Reproduction and artificial restocking of Acipenser naccarii (Bonaparte, 1836). Genetic and physiological characterization through microsatellite markers and radioimmunoassay of sexual steroids

The Adriatic sturgeon, Acipenser naccarii (Bonaparte, 1836), is a highly threatened species due to human activities, particularly overfishing and habitat destruction. Its peculiar ecology and biology (restricted areal and anadromy) makes this species particularly vulnerable. In March 2010 the IUCN has identified the Adriatic sturgeon as a critically endangered species according to the Red List of Threatened Species. Due to its rapid decline, starting from the 80s, at present there is no evidence of natural reproduction in wild environment, which makes the Adriatic sturgeon dependenton captive breeding programs that need to be improved in order to be effective for the survival of the species.

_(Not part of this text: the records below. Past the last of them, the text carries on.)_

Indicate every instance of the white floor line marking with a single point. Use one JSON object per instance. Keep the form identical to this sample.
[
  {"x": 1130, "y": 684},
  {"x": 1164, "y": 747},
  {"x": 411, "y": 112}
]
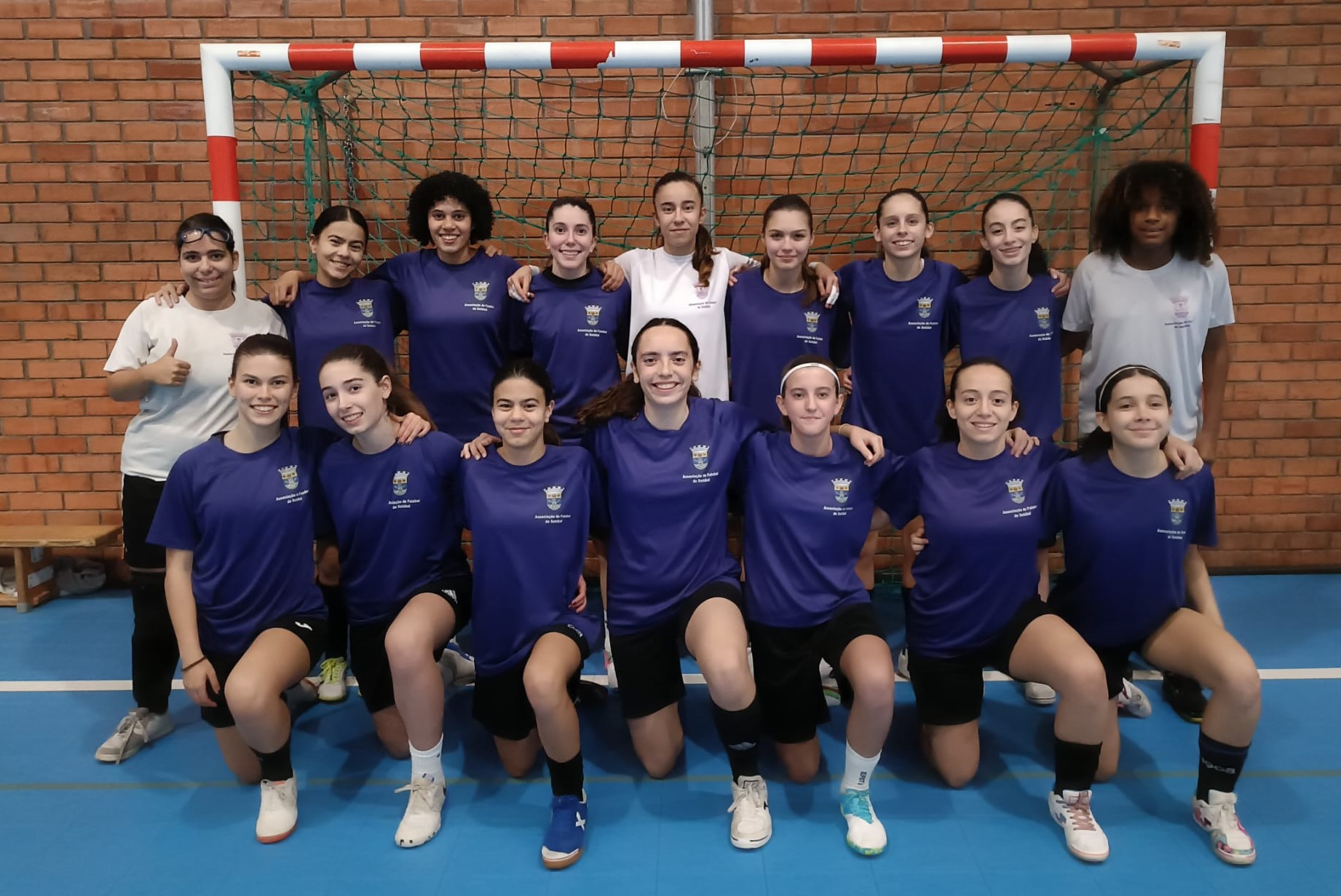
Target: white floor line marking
[{"x": 692, "y": 678}]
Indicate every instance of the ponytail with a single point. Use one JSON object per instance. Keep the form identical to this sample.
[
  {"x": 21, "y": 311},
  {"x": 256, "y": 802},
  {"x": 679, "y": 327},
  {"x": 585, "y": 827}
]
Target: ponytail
[{"x": 401, "y": 401}]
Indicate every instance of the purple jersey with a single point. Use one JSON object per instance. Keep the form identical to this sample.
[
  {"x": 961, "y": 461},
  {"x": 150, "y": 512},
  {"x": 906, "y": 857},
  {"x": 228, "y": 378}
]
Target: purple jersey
[
  {"x": 1022, "y": 330},
  {"x": 806, "y": 520},
  {"x": 766, "y": 329},
  {"x": 529, "y": 537},
  {"x": 984, "y": 523},
  {"x": 460, "y": 324},
  {"x": 364, "y": 312},
  {"x": 576, "y": 330},
  {"x": 899, "y": 346},
  {"x": 667, "y": 493},
  {"x": 248, "y": 520},
  {"x": 1126, "y": 541},
  {"x": 395, "y": 518}
]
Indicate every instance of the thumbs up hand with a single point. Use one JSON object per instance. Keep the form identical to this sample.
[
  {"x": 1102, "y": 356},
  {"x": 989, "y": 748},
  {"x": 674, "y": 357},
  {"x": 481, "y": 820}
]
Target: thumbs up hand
[{"x": 168, "y": 370}]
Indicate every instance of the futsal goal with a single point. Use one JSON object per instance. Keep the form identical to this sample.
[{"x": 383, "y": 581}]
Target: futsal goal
[{"x": 296, "y": 127}]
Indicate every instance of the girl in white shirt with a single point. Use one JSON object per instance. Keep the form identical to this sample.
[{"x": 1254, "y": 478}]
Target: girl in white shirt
[
  {"x": 175, "y": 362},
  {"x": 686, "y": 278}
]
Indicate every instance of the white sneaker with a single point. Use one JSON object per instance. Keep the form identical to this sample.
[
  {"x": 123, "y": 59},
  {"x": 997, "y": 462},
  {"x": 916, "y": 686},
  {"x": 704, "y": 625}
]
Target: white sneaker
[
  {"x": 1134, "y": 702},
  {"x": 135, "y": 732},
  {"x": 456, "y": 665},
  {"x": 424, "y": 814},
  {"x": 866, "y": 835},
  {"x": 611, "y": 681},
  {"x": 278, "y": 810},
  {"x": 1221, "y": 817},
  {"x": 1084, "y": 837},
  {"x": 333, "y": 689},
  {"x": 1040, "y": 694},
  {"x": 751, "y": 825}
]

For this purpose this study aims to characterize artificial restocking population of Adriatic sturgeon, with both genetic and physiological analysis in order to establish an efficient restocking program for future reproductions. The research is structured on two levels: First genetically, by analyzing 9 microsatellite loci. This gives information relatively about parent allocation and kinship between individuals that were sampled for this study. Hence to predict which reproduction events are the most optimal in terms of incrementing genetic diversity, by the estimation of multilocus pairwise band sharing coefficients. Second step, physiological analysis: testosterone (T) concentration levels in each individual were measured for sexing, without sacrificing the lives of the animals with the use of an invasive examination of the gonads. The combination of interdisciplinary analysis is important to obtain an overall picture in order to indicate the main broodstock participating in reproduction events and future optimal potential participants, in order to ensure a valid management for restocking program and their monitoring.